In CUDA, when you launch a kernel with a specific block size (defined by blockDim.x for a 1D block), each thread within that block can perform operations independently. The cache array in shared memory is used here to store intermediate results or specific data for each thread in the block.

Global memory

Global memory has the highest access latency. Coalesced access patterns should be used where possible to maximize throughput. Use of global memory is inevitable for large data, but its access should be minimized or optimized (e.g., through coalescing, minimizing divergent accesses, and maximizing memory throughput).

Shared memory

Shared memory access patterns should be optimized to avoid bank conflicts, which can serialize access and reduce throughput.

Cache

The main difference between shared memory and the L1 is that the contents of shared memory are managed by your code explicitly, whereas the L1 cache is automatically managed. Shared memory is also a better way to exchange data between threads in a block with predictable timing. My rule of thumb is: unpredictable reads and writes => prefer L1.

There might be some additional latency when using L1 due to the need to translate the global address you are accessing to a cache location

Improve float array summation precision and stability?

use double float bit representation

use double instead of float, sort the data from smallest (magnitude or absolute value) to largest.

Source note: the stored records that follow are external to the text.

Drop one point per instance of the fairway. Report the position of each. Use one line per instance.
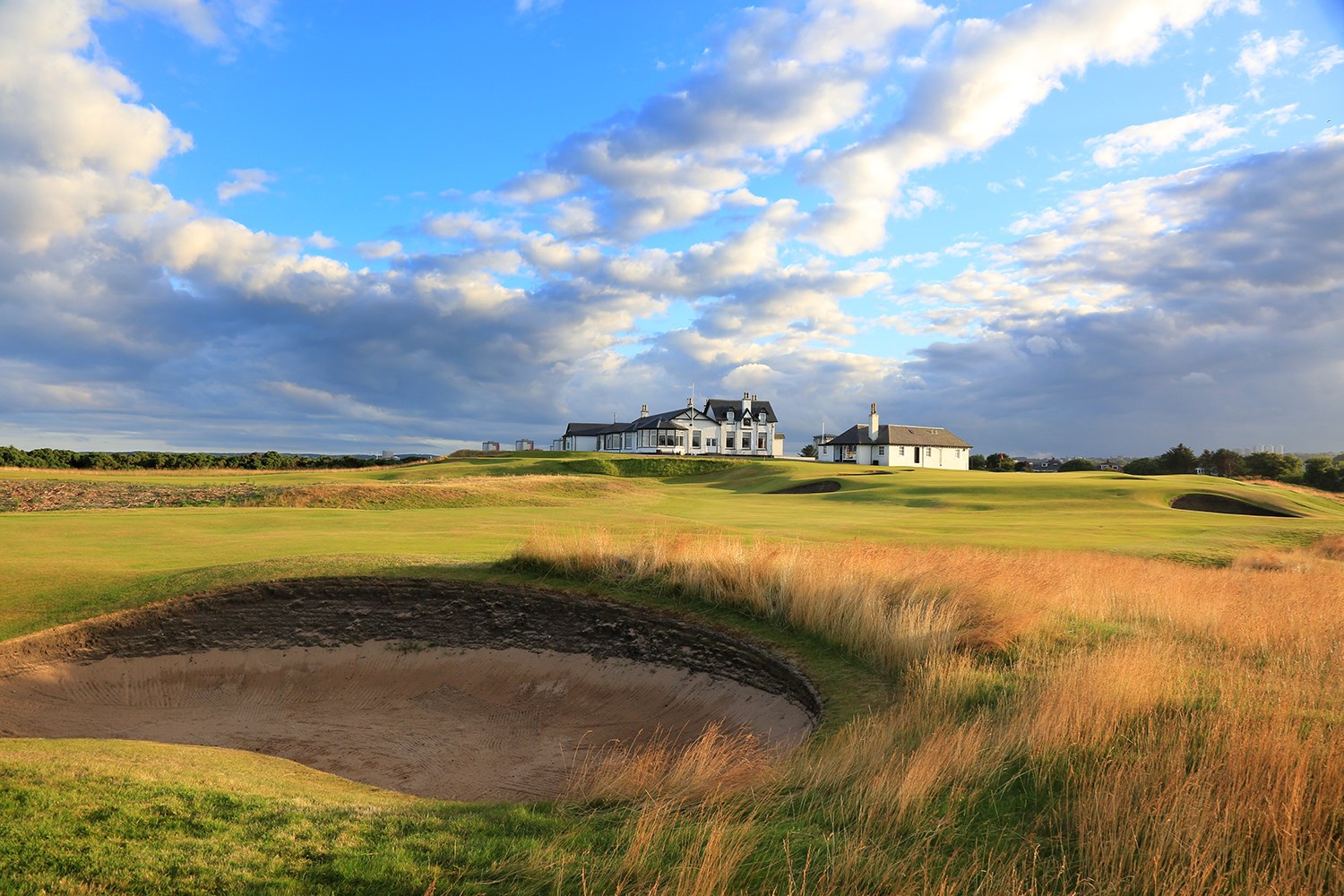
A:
(935, 613)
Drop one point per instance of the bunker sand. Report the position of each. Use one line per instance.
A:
(424, 707)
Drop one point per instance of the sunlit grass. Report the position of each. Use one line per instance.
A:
(1032, 685)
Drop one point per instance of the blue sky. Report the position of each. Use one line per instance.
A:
(1067, 228)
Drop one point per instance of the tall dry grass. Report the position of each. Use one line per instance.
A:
(1067, 723)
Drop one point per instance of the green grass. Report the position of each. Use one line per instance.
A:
(134, 817)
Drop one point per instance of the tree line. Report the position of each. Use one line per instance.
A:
(1317, 471)
(66, 460)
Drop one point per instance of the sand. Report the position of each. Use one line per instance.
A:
(467, 720)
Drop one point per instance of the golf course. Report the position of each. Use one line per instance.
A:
(771, 677)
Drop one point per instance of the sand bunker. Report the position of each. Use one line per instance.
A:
(448, 689)
(814, 487)
(1223, 504)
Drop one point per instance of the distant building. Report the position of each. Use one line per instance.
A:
(927, 446)
(725, 426)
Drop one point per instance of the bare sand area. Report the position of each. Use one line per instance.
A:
(446, 689)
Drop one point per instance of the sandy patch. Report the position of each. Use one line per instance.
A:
(419, 708)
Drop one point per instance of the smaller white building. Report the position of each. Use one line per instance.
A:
(870, 444)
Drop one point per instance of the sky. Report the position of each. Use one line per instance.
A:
(1070, 228)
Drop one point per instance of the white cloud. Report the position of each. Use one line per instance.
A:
(766, 93)
(1198, 131)
(524, 7)
(978, 91)
(1260, 56)
(1222, 280)
(1327, 59)
(244, 180)
(378, 249)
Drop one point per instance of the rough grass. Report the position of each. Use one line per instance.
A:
(1062, 721)
(1070, 723)
(26, 495)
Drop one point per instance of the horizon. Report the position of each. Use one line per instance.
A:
(1047, 228)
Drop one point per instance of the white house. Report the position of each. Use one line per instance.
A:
(725, 426)
(870, 444)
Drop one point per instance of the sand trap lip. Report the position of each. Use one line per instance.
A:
(448, 689)
(1207, 503)
(816, 487)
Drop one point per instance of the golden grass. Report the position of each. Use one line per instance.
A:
(1067, 723)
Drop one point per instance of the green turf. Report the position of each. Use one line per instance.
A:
(129, 817)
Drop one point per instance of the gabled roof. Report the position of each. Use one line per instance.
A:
(918, 435)
(717, 409)
(586, 429)
(667, 419)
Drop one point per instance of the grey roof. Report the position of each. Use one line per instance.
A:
(718, 409)
(664, 419)
(889, 435)
(586, 429)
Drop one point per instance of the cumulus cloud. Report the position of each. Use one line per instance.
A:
(242, 182)
(376, 249)
(769, 91)
(978, 91)
(1198, 131)
(1201, 320)
(74, 145)
(1260, 56)
(1158, 303)
(1327, 59)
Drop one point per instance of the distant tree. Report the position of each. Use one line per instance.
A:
(1177, 460)
(1271, 465)
(1223, 462)
(1142, 466)
(1324, 473)
(999, 462)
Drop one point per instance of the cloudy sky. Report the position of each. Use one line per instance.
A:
(1062, 228)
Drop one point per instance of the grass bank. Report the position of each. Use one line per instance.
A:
(1034, 684)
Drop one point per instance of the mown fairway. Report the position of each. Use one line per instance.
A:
(957, 625)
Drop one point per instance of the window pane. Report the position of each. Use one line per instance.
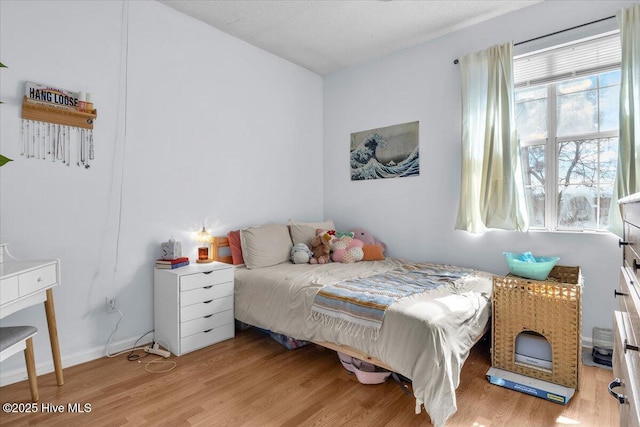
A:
(609, 108)
(605, 193)
(608, 160)
(611, 78)
(586, 172)
(577, 207)
(531, 119)
(534, 162)
(578, 113)
(578, 162)
(536, 200)
(534, 176)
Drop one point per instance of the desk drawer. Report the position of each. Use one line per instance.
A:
(205, 308)
(200, 280)
(203, 339)
(207, 293)
(37, 279)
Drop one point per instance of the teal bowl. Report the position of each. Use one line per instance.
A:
(538, 270)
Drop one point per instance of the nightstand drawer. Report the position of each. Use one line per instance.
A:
(37, 279)
(207, 293)
(205, 308)
(205, 323)
(206, 278)
(203, 339)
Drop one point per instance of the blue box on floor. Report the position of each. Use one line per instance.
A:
(535, 387)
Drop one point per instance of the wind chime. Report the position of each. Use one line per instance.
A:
(57, 125)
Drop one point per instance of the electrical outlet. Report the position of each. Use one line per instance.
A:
(111, 305)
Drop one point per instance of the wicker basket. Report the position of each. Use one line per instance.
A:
(552, 308)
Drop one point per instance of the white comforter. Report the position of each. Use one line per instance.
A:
(425, 337)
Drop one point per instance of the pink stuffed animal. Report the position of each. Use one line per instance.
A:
(346, 249)
(367, 238)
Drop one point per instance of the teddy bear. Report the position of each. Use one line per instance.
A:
(367, 238)
(300, 253)
(347, 249)
(320, 249)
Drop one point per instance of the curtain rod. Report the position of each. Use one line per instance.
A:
(455, 61)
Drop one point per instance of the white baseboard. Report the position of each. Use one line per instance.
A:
(17, 375)
(20, 374)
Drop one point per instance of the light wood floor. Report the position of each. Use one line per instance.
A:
(253, 381)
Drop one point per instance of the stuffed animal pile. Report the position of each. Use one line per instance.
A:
(321, 250)
(355, 245)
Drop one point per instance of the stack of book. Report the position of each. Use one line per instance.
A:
(172, 263)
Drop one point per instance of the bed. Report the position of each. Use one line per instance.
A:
(424, 336)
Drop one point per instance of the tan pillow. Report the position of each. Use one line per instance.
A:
(372, 252)
(303, 232)
(265, 245)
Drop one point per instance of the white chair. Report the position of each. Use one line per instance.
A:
(16, 338)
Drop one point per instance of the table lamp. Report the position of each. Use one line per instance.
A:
(204, 238)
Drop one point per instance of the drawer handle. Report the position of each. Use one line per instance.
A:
(628, 346)
(619, 397)
(616, 293)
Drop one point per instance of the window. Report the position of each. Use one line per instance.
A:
(568, 132)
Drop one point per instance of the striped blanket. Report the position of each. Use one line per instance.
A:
(358, 305)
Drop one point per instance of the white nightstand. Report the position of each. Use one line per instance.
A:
(193, 306)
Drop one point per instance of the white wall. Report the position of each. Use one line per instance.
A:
(416, 216)
(212, 130)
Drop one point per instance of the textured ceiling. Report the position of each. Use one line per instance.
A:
(327, 35)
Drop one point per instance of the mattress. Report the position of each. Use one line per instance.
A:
(425, 337)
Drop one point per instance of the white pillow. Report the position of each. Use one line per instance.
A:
(303, 232)
(265, 245)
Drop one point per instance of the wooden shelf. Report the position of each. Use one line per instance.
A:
(62, 116)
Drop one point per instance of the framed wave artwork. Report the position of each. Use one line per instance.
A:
(388, 152)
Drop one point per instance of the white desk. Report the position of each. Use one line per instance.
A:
(27, 283)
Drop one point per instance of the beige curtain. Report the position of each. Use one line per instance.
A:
(492, 187)
(628, 173)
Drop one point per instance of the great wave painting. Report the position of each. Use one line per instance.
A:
(388, 152)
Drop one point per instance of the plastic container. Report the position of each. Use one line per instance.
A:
(365, 372)
(538, 270)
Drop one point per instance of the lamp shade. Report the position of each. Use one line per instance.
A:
(204, 239)
(203, 236)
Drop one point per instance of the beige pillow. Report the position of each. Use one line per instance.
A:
(303, 232)
(265, 245)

Floating Point Representation (浮点数表示):

In IEEE-754, a floating point number is represented using three parts: a sign bit (符号位) for the number’s sign, an exponent (指数) to indicate the power of 2, and a mantissa (尾数) that holds the significant digits of the number. Positive numbers have a sign bit of 0. High-Set-Bit and Low-Set-Bit (高位设置位和低位设置位):

For any given number, the “high-set-bit” is the most significant bit (MSB) that is not zero The “low-set-bit” is the least significant bit (LSB) that is not zero.

Parallel Min and Max Reductions (并行最小值和最大值归约):

In an array of numbers, identify the highest position of any high-set-bit and the lowest position of any low-set-bit across all numbers. This can be done in parallel, enhancing efficiency.